This chapter will review some key concepts and provide a checklist for approaching your own Intelligent System project.

An Intelligent System Checklist

Intelligent Systems are changing the world by closing the loop between users and intelligence. Intelligent Systems solve important problems, delight users, and help organizations achieve success.
To create an Intelligent System there are many things you’ll need to do, and many decisions you’ll need to make. This section collects the key ones of these into one place, with references to the chapters where you can find more detail to help.
When approaching an Intelligent System project, I recommend that you consider the following steps.

Approach the Intelligent System Project

1. Begin by making sure an Intelligent System is right for you.
Intelligent Systems are useful when you expect to change the intelligence of your product many times through its life-cycle. This is commonly needed when your problem is:
  • Large.
  • Open-ended.
  • Time-changing.
  • Intrinsically hard.
In addition, an Intelligent System works best when:
  • A partial solution is viable and interesting.
  • You can use data from users interacting with the system to improve it.
  • You can influence a properly scoped and meaningful objective.
  • The problem justifies the effort of building the Intelligent System.
Chapter 2 discusses these topics in more details.
2. Define what success looks like for your Intelligent System.
Create consensus about what your Intelligent System should do in a way that communicates the desired outcome, is achievable, and is measurable.
Decide what organizational objectives (like profit or units sold) your Intelligent System will contribute to, and what leading indicators you can use to get quicker feedback that you’re making progress toward them.
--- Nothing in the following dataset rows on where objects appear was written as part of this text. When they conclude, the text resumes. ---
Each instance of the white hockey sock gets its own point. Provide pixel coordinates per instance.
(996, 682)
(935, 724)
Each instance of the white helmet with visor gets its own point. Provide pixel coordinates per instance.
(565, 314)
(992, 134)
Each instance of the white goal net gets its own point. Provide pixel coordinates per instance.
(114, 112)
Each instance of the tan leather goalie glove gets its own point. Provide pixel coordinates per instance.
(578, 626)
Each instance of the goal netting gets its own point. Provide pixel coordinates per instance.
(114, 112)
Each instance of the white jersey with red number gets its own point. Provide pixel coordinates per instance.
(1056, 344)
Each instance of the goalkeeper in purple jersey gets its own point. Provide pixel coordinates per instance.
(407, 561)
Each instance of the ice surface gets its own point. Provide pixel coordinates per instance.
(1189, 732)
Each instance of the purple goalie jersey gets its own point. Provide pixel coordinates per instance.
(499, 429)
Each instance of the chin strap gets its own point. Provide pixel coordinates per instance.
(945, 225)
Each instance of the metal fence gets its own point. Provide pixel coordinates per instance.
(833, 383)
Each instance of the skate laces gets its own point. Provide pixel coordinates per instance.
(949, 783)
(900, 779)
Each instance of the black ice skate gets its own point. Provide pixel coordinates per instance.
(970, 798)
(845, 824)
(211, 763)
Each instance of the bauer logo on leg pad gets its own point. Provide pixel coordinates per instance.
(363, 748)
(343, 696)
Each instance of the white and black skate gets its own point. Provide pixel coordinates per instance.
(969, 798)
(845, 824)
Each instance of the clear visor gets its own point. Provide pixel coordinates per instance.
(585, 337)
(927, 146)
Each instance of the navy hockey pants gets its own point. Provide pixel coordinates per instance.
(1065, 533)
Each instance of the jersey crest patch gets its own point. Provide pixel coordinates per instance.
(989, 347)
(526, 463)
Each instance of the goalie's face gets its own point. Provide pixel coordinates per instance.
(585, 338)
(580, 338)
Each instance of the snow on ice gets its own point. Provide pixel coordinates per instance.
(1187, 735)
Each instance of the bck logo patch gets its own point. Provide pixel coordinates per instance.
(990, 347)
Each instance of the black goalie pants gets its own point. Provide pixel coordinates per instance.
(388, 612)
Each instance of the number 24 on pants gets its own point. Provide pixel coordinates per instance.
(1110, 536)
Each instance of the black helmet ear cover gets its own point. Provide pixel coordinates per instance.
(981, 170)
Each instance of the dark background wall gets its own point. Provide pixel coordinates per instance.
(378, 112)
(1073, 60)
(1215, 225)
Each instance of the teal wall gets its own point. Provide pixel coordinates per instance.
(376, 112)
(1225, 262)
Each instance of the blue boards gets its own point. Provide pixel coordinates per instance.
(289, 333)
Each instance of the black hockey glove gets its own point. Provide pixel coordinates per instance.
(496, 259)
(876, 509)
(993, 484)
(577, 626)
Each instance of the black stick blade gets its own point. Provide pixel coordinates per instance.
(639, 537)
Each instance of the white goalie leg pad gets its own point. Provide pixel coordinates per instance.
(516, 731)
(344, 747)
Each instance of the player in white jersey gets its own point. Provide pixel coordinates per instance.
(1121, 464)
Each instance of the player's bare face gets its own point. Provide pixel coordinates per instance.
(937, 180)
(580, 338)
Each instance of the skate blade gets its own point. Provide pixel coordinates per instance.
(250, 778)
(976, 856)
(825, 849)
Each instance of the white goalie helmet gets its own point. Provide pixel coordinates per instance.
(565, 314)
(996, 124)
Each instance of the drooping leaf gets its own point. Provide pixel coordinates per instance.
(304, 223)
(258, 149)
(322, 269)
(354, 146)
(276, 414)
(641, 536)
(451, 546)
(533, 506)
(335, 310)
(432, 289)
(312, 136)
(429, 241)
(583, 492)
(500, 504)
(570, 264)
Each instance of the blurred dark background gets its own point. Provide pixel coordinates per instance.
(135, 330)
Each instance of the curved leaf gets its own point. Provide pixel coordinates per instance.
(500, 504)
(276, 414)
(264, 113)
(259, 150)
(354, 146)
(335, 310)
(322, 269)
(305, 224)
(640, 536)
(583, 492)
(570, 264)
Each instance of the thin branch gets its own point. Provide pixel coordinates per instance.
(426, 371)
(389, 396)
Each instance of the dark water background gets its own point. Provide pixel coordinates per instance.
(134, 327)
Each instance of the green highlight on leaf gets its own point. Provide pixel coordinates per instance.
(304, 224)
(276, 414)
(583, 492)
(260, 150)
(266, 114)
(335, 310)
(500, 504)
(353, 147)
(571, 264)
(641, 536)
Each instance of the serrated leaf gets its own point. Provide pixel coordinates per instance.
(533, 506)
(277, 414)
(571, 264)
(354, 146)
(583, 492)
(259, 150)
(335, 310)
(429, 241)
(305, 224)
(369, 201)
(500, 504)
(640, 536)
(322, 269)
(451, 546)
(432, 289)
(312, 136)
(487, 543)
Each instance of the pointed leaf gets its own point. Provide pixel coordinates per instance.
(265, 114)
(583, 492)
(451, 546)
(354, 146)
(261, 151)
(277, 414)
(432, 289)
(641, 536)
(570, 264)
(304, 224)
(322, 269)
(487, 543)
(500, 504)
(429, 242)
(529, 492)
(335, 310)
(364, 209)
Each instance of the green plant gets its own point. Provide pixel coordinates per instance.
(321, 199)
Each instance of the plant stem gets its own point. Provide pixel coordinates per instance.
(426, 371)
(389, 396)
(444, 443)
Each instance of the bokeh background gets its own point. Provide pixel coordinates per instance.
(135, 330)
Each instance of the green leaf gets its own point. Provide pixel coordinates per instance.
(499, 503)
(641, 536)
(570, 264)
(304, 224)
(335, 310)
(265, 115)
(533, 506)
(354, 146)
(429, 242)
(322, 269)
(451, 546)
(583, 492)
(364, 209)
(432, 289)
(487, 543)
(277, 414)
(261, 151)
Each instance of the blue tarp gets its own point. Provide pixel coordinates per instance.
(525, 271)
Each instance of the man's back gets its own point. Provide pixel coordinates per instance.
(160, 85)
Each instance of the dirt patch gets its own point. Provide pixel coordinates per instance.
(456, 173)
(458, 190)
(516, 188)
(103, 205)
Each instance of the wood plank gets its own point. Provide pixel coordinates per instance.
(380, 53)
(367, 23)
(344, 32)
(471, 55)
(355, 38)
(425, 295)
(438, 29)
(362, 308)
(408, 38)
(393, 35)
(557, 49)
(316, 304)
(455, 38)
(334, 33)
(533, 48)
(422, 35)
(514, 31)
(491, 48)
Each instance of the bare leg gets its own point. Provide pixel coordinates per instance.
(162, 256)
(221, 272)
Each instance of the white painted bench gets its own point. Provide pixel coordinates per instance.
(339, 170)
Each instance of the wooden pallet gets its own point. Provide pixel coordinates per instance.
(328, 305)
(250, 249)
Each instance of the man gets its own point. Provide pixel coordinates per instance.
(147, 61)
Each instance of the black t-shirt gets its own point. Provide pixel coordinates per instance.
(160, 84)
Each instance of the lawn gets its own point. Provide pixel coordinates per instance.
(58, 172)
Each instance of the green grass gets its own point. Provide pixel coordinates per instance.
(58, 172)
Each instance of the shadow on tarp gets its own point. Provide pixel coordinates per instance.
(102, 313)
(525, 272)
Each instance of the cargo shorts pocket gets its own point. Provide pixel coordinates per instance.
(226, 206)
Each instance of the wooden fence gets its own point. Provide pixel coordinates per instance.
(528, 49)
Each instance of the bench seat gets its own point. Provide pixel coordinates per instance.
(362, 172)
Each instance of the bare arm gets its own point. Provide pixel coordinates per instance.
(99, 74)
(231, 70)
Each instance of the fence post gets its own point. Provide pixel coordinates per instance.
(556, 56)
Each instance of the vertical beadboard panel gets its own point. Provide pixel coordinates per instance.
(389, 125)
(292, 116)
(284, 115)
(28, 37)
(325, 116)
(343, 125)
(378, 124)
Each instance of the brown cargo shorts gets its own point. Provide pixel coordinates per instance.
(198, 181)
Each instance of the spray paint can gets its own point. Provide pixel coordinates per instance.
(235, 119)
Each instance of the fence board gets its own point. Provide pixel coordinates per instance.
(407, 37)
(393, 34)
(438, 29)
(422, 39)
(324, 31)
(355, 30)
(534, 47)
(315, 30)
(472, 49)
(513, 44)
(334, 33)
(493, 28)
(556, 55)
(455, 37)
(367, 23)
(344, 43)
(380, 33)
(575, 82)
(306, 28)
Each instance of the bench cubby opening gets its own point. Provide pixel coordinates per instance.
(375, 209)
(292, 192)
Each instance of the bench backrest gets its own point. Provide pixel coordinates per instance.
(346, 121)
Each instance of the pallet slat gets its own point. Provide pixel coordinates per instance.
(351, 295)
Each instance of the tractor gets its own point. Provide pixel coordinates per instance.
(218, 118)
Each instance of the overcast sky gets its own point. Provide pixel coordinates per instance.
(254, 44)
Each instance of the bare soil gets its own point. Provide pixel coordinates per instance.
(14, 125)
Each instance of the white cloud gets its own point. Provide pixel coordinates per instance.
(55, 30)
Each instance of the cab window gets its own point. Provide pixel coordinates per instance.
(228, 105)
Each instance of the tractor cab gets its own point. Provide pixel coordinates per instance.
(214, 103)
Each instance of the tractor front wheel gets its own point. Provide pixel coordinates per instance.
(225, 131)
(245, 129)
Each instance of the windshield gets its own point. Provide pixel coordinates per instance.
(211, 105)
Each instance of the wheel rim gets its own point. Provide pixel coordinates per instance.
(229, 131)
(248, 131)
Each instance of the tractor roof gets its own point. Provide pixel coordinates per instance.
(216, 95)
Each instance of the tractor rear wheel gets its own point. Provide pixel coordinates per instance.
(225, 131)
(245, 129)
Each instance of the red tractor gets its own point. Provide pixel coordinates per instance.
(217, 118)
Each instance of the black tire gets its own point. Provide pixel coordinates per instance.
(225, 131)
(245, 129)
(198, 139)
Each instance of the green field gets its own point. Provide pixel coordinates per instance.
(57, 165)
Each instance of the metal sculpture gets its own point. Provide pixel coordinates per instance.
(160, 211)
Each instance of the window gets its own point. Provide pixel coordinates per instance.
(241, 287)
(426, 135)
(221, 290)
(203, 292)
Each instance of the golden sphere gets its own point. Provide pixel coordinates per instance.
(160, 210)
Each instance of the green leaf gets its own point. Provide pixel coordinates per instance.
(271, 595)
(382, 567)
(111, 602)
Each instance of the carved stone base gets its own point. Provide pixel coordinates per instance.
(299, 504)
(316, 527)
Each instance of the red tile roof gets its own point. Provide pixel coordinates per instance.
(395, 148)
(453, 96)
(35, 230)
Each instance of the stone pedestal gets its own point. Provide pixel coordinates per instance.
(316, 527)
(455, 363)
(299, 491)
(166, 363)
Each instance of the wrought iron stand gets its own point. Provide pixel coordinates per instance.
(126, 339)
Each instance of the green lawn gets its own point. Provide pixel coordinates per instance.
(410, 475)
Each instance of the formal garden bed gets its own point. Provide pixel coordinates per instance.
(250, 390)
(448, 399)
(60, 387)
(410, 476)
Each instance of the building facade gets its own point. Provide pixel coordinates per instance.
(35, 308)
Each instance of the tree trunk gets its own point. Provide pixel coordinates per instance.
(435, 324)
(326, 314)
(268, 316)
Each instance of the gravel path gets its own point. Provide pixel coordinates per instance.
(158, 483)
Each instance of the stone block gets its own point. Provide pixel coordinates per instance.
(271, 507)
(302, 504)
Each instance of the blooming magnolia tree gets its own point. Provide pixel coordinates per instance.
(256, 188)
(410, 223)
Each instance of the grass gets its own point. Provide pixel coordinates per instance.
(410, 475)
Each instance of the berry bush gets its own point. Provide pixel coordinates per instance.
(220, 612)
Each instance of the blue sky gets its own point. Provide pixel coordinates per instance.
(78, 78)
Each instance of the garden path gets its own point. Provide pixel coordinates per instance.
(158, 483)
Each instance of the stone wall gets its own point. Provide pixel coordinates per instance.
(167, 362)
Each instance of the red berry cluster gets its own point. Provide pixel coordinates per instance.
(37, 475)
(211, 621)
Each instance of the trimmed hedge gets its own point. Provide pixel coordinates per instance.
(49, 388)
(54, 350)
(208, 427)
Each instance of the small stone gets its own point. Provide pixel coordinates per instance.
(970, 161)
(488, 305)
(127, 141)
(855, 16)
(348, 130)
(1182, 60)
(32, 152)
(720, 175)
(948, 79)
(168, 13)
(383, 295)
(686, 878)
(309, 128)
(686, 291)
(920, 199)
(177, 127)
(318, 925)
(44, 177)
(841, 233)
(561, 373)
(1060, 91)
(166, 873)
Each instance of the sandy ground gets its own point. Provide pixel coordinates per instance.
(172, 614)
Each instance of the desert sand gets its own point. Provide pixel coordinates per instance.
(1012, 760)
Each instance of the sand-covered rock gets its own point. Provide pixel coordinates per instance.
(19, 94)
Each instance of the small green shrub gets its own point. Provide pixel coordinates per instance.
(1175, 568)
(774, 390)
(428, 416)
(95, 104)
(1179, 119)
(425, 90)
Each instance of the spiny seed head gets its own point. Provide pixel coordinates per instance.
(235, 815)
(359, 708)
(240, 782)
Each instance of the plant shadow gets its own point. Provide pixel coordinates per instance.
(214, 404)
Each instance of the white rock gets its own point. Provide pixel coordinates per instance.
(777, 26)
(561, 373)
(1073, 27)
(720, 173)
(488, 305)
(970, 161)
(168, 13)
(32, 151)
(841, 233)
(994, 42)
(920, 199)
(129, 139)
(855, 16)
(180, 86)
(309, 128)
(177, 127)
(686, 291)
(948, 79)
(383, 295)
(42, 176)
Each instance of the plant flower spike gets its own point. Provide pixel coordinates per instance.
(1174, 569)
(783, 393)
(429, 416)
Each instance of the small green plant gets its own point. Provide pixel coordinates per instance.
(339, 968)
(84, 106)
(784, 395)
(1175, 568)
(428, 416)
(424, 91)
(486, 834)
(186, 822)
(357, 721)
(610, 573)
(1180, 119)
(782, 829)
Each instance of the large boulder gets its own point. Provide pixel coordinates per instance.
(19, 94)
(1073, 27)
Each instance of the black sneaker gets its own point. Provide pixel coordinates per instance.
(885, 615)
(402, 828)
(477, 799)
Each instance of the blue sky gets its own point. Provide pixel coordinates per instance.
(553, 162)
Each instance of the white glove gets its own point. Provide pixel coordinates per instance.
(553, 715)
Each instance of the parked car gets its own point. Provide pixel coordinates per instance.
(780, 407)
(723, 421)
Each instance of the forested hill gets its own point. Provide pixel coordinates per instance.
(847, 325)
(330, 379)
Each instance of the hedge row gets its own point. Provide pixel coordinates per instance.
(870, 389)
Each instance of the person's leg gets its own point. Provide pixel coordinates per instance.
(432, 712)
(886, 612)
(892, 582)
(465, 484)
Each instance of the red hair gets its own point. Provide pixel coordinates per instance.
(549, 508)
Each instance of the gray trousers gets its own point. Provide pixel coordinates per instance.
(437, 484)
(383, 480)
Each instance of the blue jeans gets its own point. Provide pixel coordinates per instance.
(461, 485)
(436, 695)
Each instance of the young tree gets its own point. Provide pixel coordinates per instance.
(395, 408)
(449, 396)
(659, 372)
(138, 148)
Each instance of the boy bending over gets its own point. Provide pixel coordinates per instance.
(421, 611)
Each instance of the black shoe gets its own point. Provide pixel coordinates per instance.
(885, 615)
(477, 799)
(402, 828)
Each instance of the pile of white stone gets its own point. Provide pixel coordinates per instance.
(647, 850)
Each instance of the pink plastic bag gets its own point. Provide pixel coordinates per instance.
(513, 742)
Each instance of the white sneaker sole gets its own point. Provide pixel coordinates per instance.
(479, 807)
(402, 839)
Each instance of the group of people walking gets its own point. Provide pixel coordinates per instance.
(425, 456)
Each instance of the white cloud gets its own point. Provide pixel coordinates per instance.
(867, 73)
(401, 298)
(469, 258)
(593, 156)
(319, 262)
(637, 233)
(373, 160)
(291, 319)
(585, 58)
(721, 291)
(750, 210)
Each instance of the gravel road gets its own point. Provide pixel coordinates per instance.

Then decide what your Intelligent System should optimize for on a day-to-day basis by identifying the user outcomes you want to create and the model properties that will be critical for success.
Come up with a plan for measuring that your Intelligent System is achieving its objectives, which might include: telemetry, waiting for outcomes to become clear, using human judgement, and asking users.
And be prepared to invest over time to keep your goals healthy. Chapter 4 contains more detail on setting objectives for Intelligent Systems .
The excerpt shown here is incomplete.